The type of the identifier attribute is “string”, with no limitations on length or character set.
FHIR representation¶
FHIR models logical or resource instance identity with the “id” field. The value of this id field is a simple type, i.e. a simple string value with some limitations.
Identifiers for business identifiers are represented with the Identifier data type and usually the “identifier” field holds instances of that data type. The identifier field is used on various resources that are likely to have a business identity, where the “system” attribute . It is not available on all resources the way the “id” field is. The Identifier data type captures not only the value of an identifier, but also the system or namespace that assigned the identifier and its type and intended use. Therefore, this datatype is an elegant approach to encapsulating relevant metadata related to an identifier so that a consuming system can computationally determine how it might be used.

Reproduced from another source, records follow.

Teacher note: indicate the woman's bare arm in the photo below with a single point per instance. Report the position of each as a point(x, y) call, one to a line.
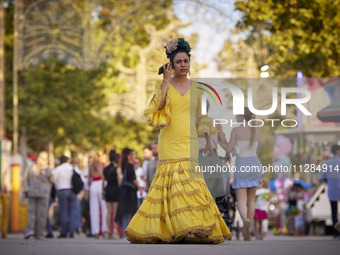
point(165, 84)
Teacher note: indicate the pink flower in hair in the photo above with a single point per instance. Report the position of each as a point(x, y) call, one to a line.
point(172, 45)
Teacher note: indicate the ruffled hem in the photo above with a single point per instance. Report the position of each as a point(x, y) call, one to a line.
point(178, 203)
point(204, 125)
point(158, 118)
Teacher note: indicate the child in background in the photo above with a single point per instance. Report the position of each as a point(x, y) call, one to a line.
point(261, 199)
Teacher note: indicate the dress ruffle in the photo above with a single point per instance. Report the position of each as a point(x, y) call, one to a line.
point(158, 118)
point(204, 125)
point(178, 203)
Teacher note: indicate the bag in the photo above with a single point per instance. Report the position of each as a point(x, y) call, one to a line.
point(77, 182)
point(236, 150)
point(126, 184)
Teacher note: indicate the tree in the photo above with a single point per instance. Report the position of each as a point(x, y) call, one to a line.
point(300, 35)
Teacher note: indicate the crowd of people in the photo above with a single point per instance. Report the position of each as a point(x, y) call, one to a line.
point(163, 200)
point(101, 206)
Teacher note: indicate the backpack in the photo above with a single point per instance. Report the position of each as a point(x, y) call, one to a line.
point(77, 183)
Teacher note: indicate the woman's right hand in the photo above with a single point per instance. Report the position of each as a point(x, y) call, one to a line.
point(167, 71)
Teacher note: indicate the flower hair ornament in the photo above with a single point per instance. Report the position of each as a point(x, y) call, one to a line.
point(175, 44)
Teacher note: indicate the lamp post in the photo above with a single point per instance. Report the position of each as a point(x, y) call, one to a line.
point(15, 201)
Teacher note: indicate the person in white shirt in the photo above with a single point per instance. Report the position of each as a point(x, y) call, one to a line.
point(85, 202)
point(141, 179)
point(262, 196)
point(66, 196)
point(147, 155)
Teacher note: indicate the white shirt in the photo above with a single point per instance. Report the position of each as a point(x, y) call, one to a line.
point(261, 199)
point(142, 183)
point(86, 179)
point(63, 176)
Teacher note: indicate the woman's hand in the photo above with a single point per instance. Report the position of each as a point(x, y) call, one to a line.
point(167, 71)
point(208, 149)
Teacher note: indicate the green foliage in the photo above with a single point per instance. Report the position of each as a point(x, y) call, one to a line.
point(120, 31)
point(64, 104)
point(301, 35)
point(61, 102)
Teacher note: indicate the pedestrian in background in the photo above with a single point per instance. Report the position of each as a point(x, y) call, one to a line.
point(247, 140)
point(66, 196)
point(85, 201)
point(141, 179)
point(113, 176)
point(128, 204)
point(332, 178)
point(37, 185)
point(97, 202)
point(262, 196)
point(53, 195)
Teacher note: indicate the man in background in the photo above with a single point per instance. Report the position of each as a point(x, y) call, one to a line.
point(332, 178)
point(66, 196)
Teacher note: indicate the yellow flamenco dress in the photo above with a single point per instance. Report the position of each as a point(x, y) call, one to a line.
point(178, 202)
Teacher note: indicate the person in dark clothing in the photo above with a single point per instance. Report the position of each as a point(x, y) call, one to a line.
point(53, 195)
point(112, 175)
point(128, 203)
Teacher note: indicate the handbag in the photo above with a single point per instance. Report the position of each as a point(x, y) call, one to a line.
point(236, 150)
point(77, 183)
point(126, 184)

The type of the Identifier.value field is “string”, but FHIR restricts the value of strings by length (1024x1024 characters) and content (Unicode, with restrictions).
This is similar to the FHIR logical id field and it also matches the simple string based representation of this value
Phenopackets IG representation¶
The IG doesn’t clearly describe how the PP are mapped. However, it does add a “must support” to the FHIR identifier field.
Proposed Core IG representation¶
The PP Individual.id attribute is mappable to the FHIR id type. However, because PP places heavy emphasis on the context and business use of this value, the Identifier type (which captures system, type, and use) is more appropriate. The Identifier type would also better support the use of multiple identifiers for an Individual, and its use is more consistent with FHIR recommendations. Furthermore, the use of Identifier allows for preserving object identities when objects are moved between systems and the message-specific “logical id” is lost. The language supporting this is here.
The alternative identifier has to be captured in the FHIR identifier field whenever possible to be consistent with identity representation in FHIR.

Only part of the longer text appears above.